Por Gustavo Zimmermann, professor doutor em Economia do Setor Público, consultor da LEXNET Consultoria.
Será possível uma reforma fiscal?
O projeto de lei 529/2020 apresentado pelo governo do Estado de São Paulo à Assembleia Legislativa autorizava a fazenda estadual a diminuir os benefícios fiscais relativos aos itens da cesta básica entendendo por benefício fiscal alíquotas abaixo do padrão geral do Estado que é de 18%.
O mesmo projeto autorizava a Secretaria da Fazenda a devolver, para as famílias de baixa renda, o imposto a mais arrecadado com a diminuição ou eliminação dos benefícios.
Os setores pecuaristas e produtores agrícolas ameaçaram realizar, em protesto contra o projeto de lei, um tratoraço diante do que o governo paulista retirou essa parte do projeto relativa à cesta básica.
Essa démarche paulista reproduziu outra realizada pelo governo federal que também apresentou em julho de 2020, no seu primeiro bloco de medidas para a reforma tributária encaminhada ao Congresso Nacional, proposta semelhante com mesmo teor e espírito. O executivo federal também retirou sua proposta após resistências parlamentares, com a promessa do ministro Paulo Guedes de reapresentá-la na segunda rodada de propostas federais.

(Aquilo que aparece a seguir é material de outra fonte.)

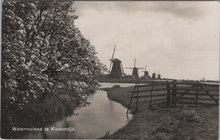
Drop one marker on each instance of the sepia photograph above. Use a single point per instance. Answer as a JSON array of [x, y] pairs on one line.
[[139, 70]]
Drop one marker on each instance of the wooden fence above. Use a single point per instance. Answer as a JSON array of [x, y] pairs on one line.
[[175, 93]]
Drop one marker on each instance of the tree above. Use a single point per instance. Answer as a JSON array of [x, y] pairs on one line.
[[44, 54]]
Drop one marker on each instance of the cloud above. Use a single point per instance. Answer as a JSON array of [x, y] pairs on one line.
[[181, 9]]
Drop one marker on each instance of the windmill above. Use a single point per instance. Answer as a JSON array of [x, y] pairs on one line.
[[159, 76], [115, 69], [146, 74], [134, 69]]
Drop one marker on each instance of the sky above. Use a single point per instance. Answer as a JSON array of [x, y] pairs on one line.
[[177, 39]]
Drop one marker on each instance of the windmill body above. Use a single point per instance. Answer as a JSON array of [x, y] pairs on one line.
[[134, 70], [153, 75], [116, 70], [146, 75]]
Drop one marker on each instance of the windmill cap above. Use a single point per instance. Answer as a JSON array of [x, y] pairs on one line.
[[116, 60]]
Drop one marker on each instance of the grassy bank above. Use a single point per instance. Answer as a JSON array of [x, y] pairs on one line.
[[39, 114], [185, 123]]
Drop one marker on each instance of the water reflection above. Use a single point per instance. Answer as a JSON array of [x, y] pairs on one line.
[[93, 121]]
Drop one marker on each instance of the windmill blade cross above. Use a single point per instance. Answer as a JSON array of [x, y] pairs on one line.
[[112, 59]]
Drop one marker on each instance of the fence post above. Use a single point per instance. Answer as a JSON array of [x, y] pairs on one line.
[[152, 87], [197, 92], [168, 94], [174, 90], [137, 96]]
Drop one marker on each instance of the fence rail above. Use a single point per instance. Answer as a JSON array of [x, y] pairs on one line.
[[172, 93]]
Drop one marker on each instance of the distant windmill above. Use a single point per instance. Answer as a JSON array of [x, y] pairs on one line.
[[115, 69], [146, 74], [159, 76], [134, 69], [153, 76]]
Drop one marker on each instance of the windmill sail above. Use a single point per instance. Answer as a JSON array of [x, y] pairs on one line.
[[111, 60]]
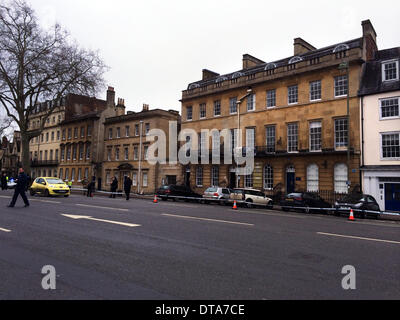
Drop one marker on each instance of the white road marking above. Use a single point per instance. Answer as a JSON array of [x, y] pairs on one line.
[[360, 238], [205, 219], [271, 214], [101, 220], [100, 207], [46, 201]]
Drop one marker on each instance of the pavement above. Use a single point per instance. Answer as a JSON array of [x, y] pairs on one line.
[[104, 248]]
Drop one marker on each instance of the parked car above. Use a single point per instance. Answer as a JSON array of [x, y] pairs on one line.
[[306, 200], [358, 202], [251, 197], [11, 184], [171, 191], [49, 187], [217, 193]]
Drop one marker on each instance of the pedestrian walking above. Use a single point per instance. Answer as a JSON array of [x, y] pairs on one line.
[[22, 180], [91, 187], [114, 186], [4, 181], [127, 186]]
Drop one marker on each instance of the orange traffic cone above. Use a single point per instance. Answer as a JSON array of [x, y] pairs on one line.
[[234, 205], [351, 217]]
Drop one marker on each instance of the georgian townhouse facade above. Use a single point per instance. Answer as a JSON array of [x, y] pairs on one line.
[[10, 155], [294, 117], [44, 149], [82, 138], [380, 129], [126, 150]]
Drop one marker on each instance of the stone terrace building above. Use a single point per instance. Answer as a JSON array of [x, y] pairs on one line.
[[82, 133], [44, 149], [126, 148], [295, 118], [380, 129]]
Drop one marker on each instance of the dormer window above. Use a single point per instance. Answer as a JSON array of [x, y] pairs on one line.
[[390, 70], [341, 47], [295, 59]]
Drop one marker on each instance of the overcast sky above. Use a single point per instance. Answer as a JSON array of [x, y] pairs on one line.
[[156, 48]]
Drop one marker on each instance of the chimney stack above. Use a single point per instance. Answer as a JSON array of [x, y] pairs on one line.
[[110, 97], [369, 40], [301, 46]]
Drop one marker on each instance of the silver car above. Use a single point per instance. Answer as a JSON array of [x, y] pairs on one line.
[[212, 194]]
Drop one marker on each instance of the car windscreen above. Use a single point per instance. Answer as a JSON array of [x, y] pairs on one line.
[[352, 198], [55, 181]]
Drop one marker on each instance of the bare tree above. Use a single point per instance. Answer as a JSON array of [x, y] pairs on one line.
[[38, 65], [5, 126]]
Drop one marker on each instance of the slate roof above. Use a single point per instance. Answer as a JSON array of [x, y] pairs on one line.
[[355, 43], [371, 81]]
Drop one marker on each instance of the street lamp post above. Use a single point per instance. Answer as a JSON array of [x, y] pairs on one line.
[[238, 102]]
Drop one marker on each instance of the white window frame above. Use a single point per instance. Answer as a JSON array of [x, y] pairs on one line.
[[189, 113], [268, 177], [202, 111], [270, 98], [214, 176], [338, 184], [145, 180], [297, 137], [314, 125], [251, 102], [290, 94], [233, 105], [380, 108], [316, 87], [381, 145], [217, 106], [199, 176], [334, 86], [312, 184], [334, 135], [383, 70]]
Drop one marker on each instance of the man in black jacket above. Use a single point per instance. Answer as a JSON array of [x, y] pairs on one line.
[[22, 181], [127, 186], [4, 181]]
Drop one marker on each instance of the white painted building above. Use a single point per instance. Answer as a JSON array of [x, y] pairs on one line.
[[380, 129]]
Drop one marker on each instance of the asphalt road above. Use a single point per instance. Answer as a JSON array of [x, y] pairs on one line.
[[105, 248]]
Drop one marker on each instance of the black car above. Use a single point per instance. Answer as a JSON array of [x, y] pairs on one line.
[[173, 191], [306, 200], [360, 203]]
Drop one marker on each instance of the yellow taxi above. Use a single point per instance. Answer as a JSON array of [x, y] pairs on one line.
[[49, 187]]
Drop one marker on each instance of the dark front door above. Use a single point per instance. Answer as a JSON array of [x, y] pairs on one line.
[[392, 196], [290, 182], [187, 178], [232, 180]]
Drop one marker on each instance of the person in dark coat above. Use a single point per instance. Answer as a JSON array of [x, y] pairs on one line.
[[4, 181], [22, 181], [114, 186], [91, 187], [127, 186]]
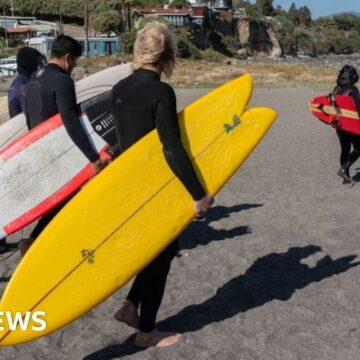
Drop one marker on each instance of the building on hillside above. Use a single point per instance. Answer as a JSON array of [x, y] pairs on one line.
[[175, 16], [42, 28], [195, 15], [222, 5], [17, 33], [96, 46]]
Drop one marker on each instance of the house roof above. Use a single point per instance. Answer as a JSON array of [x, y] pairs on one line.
[[162, 11], [20, 30]]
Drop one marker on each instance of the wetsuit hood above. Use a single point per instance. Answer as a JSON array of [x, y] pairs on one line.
[[28, 59], [347, 76]]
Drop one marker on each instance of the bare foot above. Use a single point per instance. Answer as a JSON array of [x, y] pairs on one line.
[[156, 338], [128, 314]]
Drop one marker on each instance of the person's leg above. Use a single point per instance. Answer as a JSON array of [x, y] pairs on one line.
[[355, 154], [345, 143], [152, 292], [128, 312]]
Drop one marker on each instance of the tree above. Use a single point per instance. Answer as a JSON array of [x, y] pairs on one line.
[[293, 14], [265, 7], [304, 15]]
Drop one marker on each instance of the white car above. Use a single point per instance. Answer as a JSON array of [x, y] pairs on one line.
[[8, 66]]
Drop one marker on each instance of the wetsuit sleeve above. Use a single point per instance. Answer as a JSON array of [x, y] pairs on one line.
[[66, 103], [22, 99], [356, 96], [170, 137]]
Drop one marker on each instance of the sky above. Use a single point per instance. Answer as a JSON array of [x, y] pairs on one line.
[[322, 7]]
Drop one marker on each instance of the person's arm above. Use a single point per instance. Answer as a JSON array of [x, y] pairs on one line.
[[357, 99], [22, 98], [170, 137], [66, 103]]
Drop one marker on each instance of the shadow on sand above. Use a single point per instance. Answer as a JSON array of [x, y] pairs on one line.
[[200, 232], [272, 277]]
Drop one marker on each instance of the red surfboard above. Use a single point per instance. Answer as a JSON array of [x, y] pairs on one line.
[[338, 111]]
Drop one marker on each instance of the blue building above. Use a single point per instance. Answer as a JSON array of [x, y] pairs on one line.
[[96, 46]]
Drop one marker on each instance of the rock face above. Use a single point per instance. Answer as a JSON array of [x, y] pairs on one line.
[[257, 39]]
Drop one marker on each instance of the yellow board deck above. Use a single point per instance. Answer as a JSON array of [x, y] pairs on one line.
[[129, 213]]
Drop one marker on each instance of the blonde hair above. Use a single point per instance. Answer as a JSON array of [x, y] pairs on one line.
[[155, 45]]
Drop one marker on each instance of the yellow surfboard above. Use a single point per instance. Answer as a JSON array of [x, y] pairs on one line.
[[127, 215]]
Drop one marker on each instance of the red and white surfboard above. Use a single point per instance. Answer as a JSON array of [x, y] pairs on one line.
[[41, 169], [338, 110], [87, 88]]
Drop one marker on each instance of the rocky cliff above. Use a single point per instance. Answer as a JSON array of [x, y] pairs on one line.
[[257, 38]]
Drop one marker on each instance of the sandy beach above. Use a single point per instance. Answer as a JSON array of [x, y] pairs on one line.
[[272, 273]]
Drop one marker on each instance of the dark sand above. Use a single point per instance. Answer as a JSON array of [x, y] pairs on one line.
[[271, 274]]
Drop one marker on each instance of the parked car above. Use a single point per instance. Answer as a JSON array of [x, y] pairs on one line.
[[8, 66]]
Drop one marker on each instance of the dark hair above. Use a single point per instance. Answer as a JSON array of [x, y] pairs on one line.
[[28, 60], [347, 75], [63, 45]]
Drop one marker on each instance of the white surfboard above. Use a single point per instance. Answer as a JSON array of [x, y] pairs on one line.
[[85, 89]]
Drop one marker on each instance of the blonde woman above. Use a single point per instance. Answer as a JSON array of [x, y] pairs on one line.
[[141, 103]]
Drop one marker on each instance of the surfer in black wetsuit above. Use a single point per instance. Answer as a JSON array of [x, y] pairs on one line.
[[141, 103], [346, 81], [28, 60], [51, 90]]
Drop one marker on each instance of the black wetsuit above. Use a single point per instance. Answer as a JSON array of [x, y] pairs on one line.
[[48, 92], [348, 157], [51, 91], [141, 103]]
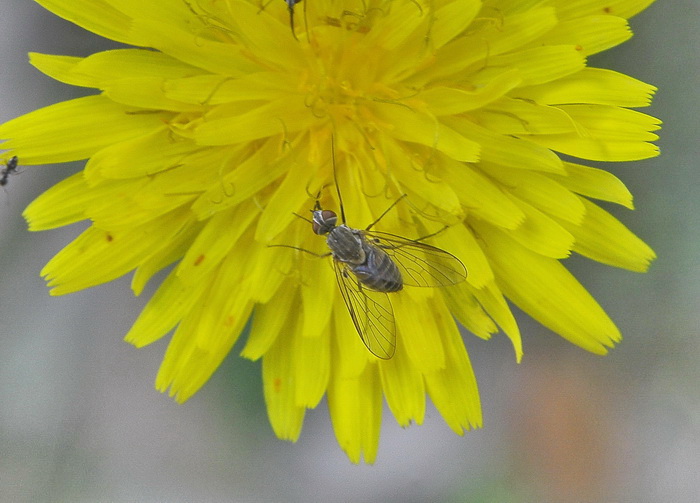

Tais propostas derivaram de amplo consenso entre os economistas de ser este um bom passo no sentido da reforma fiscal pretendida pois atenderia as principais metas aspiradas para uma nova era para a tributação e gastos públicos.
Diminuiria a elevadíssima regressividade do sistema tributário atual (que onera 54% da renda dos contribuintes com ganhos de até 2 salários mínimo por mês e 16% daqueles com rendimentos mensais acima 30 salários mínimo) porque a desoneração da cesta básica abrange a carne, derivados do leite e legumes mais sofisticados raramente presentes na dieta dos detentores de baixa renda. Não sem razão, estudos do IPEA e da FVG indicam que a isenções fiscais da cesta básica beneficiam mais os mais ricos e não os mais pobres;
Diminuiria também os gastos públicos paulistas, uma vez que incentivos fiscais são classificados como gastos em toda literatura internacional. A soma de todos os incentivos fiscais do ICMS no atual orçamento paulista é de 150 bilhões de reais e, juntas, as renúncias fiscais da cesta básica totalizam (R$43bilhões) compondo o maior gasto orçamentário anual paulista enquanto a educação e saúde absorvem respectivamente 32 e 24bilhões.Diminuição importante também teria as finanças federais, pois suas isenções nos itens da cesta básica e defensivos agrícolas no orçamento de 2019 representaram 19,7 bilhões de reais, tanto quanto o despendido na bolsa família;
Assim sendo, essas propostas fiscais dos governos federal e estadual paulista, contemplavam duas das metas mais destacadas pelos economistas, empresários e pela sociedade em geral, no sentido de diminuir os gastos públicos e aumentar a justiça tributária. Ao autorizar seus respectivos órgãos fazendários a devolverem, em espécie, aos detentores das menores rendas os montantes dos impostos majorados, as propostas inovavam ao implantar o que na literatura econômica se denomina de imposto de renda negativo, recomendada como a melhor forma de focar benefícios nos cidadãos de fato mais necessitados.
Não somente os segmentos ligados aos produtos da cesta básica tem resistido a diminuições em seus benefícios fiscais e/ou aumentos de suas tributações. Resistência semelhante também partiram da indústria e comércio automobilístico, setores que, segundo declaração recente do Secretário da Fazenda Paulista Henrique Meirelles, por mais de 30 anos foram contemplados com descontos na alíquota padrão do Estado.
No mesmo sentido contrário à diminuição dos gastos tributários, a edição de 28/01/2021 do jornal O Estado de São Paulo estampou em manchete “governo avalia corte no imposto do diesel para atender caminhoneiros”. Tal matéria informava também que essa base de apoio ao presidente Bolsonaro ameaçava nova paralização do setor em favor de sua reivindicação. A mesma matéria informa ter havido R$0,09 de aumento médio do diesel na semana anterior e que cada centavo de redução do PIS/Cofins representa redução de R$800 milhões na arrecadação.
Sem dúvida Tancredo Neves continua atual! Perguntado, na década de 80 do século passado, quando de sua campanha à presidência da república, se apresentaria um projeto de reforma tributária o candidato negou veementemente justificando: “todos, com quem converso, só propõem reformar o bolso dos outros”.
Cabe, portanto, a pergunta será possível realizar, após três décadas de debate, uma reforma fiscal que diminua gastos e aumente a justiça tributária?